In the book Automorphic Forms representations and L-functions(Corvallis), Borel and Jacquet wrote a document with the title "Automorphic Forms and automorphic Representations". Proposition 4.5 reads as follows.
${\bf Proposition\, 4.5}$ Let $f$ be a smooth function on $G(A)$ satisfying 4.2 (a),(b),(d). Then the following conditions are equivalent:
1) $f$ is an automorphic form.
2) For each infinite place $v\in V,$ the space $f \ast \mathcal{H}_v$ is an admissible $\mathcal{H}_v$-module.
3) For each place $v\in V,$ the space $f \ast \mathcal{H}_v$ is an admissible $\mathcal{H}_v$-module.
4) The space $f\ast \mathcal{H}$ is an admissible $\mathcal{H}$-module.
The condition 4.2 (a) means that $f$ is invariant on the left under $G(Q)$. Condition 4.2 (b) means that $f*\xi=f$, for some $\xi \in \mathcal{H}_{\infty}$ and d) is the growth condition. So in order to establish that this is an automorphic form we need to verify 4.2 c), namely there exists an ideal $J$ of finite codimension on $\mathcal{Z}(\mathfrak{g})$ such that $f\ast J=0$.
My question: Why admissibility implies the existence of an ideal $J$ as above? Jacquet Borel say it is trivial but it is not trivial for me.
Admissibility (more precisely, admissibility at primes above infinity, i.e. condition 2) in your list) means that $f$ generates an admissible representation under the real points of the group $G$, or, more-or-less equivalently, under the action of the Lie algebra $\mathfrak g$, generates an admissible $(\mathfrak g,K)$-module.
But a finitely generated admissible $(\mathfrak g, K)$-module $M$ is always annihilated by a finite codimension ideal $J \subset \mathfrak Z(\mathfrak g)$, i.e. always has a generalized central character.

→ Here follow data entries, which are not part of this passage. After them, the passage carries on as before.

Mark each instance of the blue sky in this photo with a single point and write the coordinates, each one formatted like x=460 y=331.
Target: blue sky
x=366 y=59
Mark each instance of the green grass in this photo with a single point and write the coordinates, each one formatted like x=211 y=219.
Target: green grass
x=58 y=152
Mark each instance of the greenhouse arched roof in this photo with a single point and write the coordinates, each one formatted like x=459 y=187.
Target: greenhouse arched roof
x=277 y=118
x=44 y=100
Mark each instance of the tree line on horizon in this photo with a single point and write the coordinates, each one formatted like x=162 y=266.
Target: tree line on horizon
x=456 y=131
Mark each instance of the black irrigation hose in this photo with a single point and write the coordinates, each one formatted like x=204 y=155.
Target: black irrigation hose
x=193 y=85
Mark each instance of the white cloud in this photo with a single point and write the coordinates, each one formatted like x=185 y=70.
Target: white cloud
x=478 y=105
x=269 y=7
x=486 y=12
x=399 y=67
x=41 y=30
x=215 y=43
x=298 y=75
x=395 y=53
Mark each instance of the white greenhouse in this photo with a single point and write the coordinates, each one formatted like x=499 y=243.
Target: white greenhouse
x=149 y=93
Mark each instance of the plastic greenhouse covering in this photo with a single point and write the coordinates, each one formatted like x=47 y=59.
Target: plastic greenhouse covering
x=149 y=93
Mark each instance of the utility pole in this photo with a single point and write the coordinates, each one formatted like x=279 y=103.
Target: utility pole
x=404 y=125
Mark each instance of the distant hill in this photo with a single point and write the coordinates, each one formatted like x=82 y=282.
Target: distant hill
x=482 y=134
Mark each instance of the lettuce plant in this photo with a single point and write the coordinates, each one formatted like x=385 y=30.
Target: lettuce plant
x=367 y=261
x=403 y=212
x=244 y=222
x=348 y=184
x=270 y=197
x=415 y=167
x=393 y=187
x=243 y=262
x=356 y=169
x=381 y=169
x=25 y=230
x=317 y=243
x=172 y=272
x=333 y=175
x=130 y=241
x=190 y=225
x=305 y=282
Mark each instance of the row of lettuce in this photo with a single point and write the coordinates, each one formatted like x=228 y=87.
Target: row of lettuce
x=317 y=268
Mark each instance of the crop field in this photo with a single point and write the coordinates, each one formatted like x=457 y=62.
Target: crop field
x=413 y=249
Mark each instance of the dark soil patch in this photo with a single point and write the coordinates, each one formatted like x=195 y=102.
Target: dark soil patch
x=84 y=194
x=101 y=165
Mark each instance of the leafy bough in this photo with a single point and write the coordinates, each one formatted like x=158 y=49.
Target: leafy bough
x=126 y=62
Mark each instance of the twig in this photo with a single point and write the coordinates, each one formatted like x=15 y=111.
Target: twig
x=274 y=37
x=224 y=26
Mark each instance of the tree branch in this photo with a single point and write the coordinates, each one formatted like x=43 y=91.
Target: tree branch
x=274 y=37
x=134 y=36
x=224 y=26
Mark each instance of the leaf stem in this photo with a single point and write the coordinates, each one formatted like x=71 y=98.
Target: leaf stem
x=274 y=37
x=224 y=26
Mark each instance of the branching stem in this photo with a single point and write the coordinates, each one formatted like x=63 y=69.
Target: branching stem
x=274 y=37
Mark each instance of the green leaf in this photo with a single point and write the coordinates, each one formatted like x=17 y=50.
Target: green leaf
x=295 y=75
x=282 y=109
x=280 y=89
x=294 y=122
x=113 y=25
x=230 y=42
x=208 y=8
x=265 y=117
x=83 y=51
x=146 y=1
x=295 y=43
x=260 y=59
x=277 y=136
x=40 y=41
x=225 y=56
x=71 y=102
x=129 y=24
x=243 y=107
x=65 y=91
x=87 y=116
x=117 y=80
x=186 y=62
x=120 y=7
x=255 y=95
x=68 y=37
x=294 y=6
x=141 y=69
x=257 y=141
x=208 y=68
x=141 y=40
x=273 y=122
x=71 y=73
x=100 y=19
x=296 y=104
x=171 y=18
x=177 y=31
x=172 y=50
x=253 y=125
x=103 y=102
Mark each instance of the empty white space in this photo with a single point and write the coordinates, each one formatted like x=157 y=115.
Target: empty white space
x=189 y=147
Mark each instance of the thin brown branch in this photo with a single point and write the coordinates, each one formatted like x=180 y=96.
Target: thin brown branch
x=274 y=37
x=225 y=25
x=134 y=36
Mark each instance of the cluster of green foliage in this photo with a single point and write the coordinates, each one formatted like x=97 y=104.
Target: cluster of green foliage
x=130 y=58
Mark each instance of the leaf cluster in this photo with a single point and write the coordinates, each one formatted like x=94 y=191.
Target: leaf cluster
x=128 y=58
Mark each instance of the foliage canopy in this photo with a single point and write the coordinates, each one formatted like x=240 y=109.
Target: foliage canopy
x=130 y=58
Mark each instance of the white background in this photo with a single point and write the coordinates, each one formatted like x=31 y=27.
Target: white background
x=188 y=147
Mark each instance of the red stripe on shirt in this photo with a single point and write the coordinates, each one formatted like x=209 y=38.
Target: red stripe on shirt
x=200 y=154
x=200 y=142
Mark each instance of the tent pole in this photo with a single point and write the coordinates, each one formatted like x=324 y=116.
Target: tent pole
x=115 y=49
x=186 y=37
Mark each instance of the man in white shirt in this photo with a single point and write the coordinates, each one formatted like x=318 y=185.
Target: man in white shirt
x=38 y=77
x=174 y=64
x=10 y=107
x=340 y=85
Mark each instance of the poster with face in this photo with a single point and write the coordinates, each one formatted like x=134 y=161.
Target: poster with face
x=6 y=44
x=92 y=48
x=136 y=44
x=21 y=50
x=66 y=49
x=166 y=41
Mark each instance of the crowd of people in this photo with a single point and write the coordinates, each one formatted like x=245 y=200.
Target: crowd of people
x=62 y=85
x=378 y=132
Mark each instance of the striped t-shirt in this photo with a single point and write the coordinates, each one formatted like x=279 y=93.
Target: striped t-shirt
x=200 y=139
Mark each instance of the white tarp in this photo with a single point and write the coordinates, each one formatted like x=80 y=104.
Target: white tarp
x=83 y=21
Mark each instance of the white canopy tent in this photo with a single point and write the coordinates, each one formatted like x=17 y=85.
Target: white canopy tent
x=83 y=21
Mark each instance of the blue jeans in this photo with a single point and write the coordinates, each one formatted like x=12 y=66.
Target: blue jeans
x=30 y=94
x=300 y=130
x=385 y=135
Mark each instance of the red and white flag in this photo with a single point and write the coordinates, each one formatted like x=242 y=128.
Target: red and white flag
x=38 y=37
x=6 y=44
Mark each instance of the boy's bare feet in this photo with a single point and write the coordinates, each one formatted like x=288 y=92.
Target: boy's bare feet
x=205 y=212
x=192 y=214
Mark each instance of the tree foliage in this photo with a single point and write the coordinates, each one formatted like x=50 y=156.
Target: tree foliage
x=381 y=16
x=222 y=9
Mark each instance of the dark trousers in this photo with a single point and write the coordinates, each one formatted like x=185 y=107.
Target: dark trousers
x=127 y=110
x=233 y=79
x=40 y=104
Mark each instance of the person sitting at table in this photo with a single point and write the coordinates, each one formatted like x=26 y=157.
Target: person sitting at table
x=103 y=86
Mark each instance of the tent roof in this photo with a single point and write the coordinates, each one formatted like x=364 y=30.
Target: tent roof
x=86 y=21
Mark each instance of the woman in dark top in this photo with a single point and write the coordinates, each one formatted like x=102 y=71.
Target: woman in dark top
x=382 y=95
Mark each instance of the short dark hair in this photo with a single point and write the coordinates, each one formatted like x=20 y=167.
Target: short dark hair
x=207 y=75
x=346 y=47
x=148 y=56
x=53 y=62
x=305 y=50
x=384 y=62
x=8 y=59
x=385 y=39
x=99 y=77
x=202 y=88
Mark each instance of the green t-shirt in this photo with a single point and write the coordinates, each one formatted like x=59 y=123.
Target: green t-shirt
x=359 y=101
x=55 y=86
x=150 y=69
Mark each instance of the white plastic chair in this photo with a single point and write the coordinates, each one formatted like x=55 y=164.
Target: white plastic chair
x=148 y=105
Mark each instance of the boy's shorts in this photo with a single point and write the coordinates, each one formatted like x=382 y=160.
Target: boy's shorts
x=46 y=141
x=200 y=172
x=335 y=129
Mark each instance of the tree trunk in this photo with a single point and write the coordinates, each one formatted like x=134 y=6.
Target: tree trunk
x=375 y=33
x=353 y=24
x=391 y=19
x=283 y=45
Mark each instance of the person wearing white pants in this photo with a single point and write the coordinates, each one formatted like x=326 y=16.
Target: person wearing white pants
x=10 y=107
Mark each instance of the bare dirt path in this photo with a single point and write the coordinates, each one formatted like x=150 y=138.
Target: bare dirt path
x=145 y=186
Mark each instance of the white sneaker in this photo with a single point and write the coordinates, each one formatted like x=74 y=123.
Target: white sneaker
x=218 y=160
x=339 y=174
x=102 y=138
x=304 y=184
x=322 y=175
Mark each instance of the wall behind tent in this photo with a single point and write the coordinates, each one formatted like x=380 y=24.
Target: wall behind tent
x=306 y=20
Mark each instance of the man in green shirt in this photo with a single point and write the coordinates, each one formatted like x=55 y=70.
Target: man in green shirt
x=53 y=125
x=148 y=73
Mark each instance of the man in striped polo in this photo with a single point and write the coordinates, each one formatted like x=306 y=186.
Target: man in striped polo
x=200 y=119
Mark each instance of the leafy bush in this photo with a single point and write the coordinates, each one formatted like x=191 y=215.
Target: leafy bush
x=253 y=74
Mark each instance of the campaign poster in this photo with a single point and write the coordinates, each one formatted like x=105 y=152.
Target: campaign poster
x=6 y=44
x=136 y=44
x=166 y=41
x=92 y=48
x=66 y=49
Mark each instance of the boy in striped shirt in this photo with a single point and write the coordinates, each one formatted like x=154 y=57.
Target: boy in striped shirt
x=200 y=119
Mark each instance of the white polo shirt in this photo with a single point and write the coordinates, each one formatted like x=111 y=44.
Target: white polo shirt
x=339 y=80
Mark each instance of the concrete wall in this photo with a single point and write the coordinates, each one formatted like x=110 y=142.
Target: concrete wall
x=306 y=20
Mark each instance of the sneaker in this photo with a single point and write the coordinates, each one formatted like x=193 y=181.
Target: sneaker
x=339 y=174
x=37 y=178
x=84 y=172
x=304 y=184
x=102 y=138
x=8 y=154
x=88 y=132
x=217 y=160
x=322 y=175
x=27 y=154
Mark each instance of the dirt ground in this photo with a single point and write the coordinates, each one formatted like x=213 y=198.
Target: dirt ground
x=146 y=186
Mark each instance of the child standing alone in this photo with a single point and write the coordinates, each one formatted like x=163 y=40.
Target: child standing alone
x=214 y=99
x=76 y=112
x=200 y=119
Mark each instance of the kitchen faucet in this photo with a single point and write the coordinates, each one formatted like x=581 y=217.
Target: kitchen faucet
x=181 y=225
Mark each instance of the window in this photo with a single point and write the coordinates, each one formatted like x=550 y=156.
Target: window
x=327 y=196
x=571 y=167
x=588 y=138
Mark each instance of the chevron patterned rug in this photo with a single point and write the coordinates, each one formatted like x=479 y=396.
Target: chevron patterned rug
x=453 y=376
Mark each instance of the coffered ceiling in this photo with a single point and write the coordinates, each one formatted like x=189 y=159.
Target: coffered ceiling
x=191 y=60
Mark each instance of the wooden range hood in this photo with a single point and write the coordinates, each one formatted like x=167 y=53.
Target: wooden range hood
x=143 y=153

This follows from the fact that $M$ is generated (by assumption) by finitely many of its $K$-isotypic pieces, each of which is finite-dimensional. Thus $M$ is generated by a finite-dimensional $\mathfrak Z( \mathfrak g)$-invariant subspace. But the annihilator of such a subspace is actually the sought-after ideal $J$.